Hooray, good for you!
I legitimately mean that: good for you — you have accomplished something extraordinarily difficult.
But you haven’t completed anything; you’ve only just begun something.
Building a prototype is not the last step; it’s the first step. The first real step, anyway.
As I said before, ideas are the easy part, so I don’t even count them as real steps in the process because until you have something you can see, touch, and feel, you’ve basically got nothing.
But let’s say you have your prototype: you have now proven the concept that you can make ONE of your products. Not just one version but one single item.
Now, the hard part begins.
Now you have to figure out how to do it all over again, do it sustainably, do it cost-effectively, and do it profitably.
Now begins the hard work of building a business, which is building your own factory, in a sense.
I’ve seen this many times over the years in the web development world with aspiring freelancers who make the mistake of thinking: “Hey, my mom’s friend who runs a yoga studio asked me to build her a website. Yay! I’m in business!”
They think they’re in business. But a lone yoga studio website is just a prototype — if you can even land the job in the first place.
That is not the hard part. Building the website (the prototype) was never the hard part.
The hard part is:
creating a legal entity
getting a bank account
coming up with a pricing strategy
making the sale
doing the work
invoicing the client
managing the project
balancing the books
paying taxes
providing customer service
having a long-term plan for hosting
providing maintenance and updates
troubleshooting problems when things go wrong
answering tech support emails at 11:45 pm
…and doing many of the steps listed above all over again by landing another client, then another, and another.

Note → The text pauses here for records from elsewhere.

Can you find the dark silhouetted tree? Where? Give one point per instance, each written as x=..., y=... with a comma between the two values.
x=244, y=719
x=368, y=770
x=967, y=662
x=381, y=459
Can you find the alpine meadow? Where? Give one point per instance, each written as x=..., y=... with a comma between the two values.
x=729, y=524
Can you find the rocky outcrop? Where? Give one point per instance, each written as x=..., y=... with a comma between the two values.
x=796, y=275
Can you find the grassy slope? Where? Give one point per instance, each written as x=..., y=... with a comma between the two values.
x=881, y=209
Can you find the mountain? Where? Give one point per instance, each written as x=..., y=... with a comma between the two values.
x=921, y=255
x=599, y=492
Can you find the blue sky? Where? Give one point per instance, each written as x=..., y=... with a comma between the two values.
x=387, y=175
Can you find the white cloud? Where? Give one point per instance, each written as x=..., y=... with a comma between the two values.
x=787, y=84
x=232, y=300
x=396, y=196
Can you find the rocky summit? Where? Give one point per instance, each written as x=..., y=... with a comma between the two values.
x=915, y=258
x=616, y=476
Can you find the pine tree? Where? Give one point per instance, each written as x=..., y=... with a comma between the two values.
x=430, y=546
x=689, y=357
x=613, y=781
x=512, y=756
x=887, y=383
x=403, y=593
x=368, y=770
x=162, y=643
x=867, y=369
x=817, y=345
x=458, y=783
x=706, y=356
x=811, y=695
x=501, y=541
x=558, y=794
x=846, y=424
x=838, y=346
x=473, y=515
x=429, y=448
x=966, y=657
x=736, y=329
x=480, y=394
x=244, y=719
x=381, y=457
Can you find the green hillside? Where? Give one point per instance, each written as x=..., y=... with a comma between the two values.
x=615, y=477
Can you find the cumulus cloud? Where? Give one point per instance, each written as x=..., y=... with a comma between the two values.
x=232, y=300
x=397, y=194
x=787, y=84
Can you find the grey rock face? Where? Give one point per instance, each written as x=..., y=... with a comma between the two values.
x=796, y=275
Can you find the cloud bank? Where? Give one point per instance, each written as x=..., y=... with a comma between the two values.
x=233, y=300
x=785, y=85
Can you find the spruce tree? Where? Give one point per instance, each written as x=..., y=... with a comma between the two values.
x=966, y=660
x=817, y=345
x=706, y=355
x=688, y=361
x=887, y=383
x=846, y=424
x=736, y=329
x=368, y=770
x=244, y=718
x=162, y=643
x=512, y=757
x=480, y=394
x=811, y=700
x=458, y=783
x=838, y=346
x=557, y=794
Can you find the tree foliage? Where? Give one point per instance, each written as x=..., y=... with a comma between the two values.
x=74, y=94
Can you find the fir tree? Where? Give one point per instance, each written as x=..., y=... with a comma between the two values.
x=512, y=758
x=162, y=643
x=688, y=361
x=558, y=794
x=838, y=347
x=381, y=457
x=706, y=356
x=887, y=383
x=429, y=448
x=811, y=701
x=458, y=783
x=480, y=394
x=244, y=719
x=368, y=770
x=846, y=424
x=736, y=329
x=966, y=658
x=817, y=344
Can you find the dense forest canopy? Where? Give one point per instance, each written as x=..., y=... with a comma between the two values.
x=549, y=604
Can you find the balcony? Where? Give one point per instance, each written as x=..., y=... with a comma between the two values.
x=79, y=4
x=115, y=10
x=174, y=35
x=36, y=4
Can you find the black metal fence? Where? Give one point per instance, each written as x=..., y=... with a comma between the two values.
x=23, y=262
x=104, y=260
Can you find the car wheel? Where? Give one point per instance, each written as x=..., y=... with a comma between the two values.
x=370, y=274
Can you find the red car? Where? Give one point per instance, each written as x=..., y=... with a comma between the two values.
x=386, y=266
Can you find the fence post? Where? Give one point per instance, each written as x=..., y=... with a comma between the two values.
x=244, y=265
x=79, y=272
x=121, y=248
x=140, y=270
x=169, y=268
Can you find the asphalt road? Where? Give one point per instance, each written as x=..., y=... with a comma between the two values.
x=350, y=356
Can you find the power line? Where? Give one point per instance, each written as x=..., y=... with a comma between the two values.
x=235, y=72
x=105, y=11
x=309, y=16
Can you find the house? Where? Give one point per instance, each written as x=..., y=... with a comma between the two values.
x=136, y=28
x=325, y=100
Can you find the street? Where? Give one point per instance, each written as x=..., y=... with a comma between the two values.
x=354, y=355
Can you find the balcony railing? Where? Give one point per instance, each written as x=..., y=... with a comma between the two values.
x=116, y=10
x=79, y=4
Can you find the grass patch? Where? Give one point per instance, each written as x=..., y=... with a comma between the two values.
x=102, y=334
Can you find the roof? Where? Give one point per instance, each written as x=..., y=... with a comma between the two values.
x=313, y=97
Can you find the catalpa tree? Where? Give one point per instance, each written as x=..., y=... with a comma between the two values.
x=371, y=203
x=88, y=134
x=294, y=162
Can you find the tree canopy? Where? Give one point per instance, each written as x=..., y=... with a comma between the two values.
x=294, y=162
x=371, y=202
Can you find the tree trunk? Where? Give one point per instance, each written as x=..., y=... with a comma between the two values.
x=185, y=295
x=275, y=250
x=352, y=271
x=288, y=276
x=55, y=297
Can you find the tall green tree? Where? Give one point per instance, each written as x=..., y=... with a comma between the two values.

On and on it goes… rinse, repeat.
This is the hard part of being in business.
Doing one small project once is great. It can be exciting… fun even. Maybe it’s a nice distraction that results in a bit of pocket change over a weekend or two.
However, creating a company with a sustainable process is like building an assembly line in a car factory; that is the hard part. That magic word—“work”—is what allows you to say, “I work for myself.”
Starting a company that can crank out your product consistently, where:
You can count on it still being here in a year or two,
You can rely on it for your income,
You can prove to the bank that you're not a joker but are good enough to qualify for a loan using only your profits....
Now, that is “building a factory.”
And, as Musk says, that is somewhere between 100 and 1,000 times harder than making a prototype.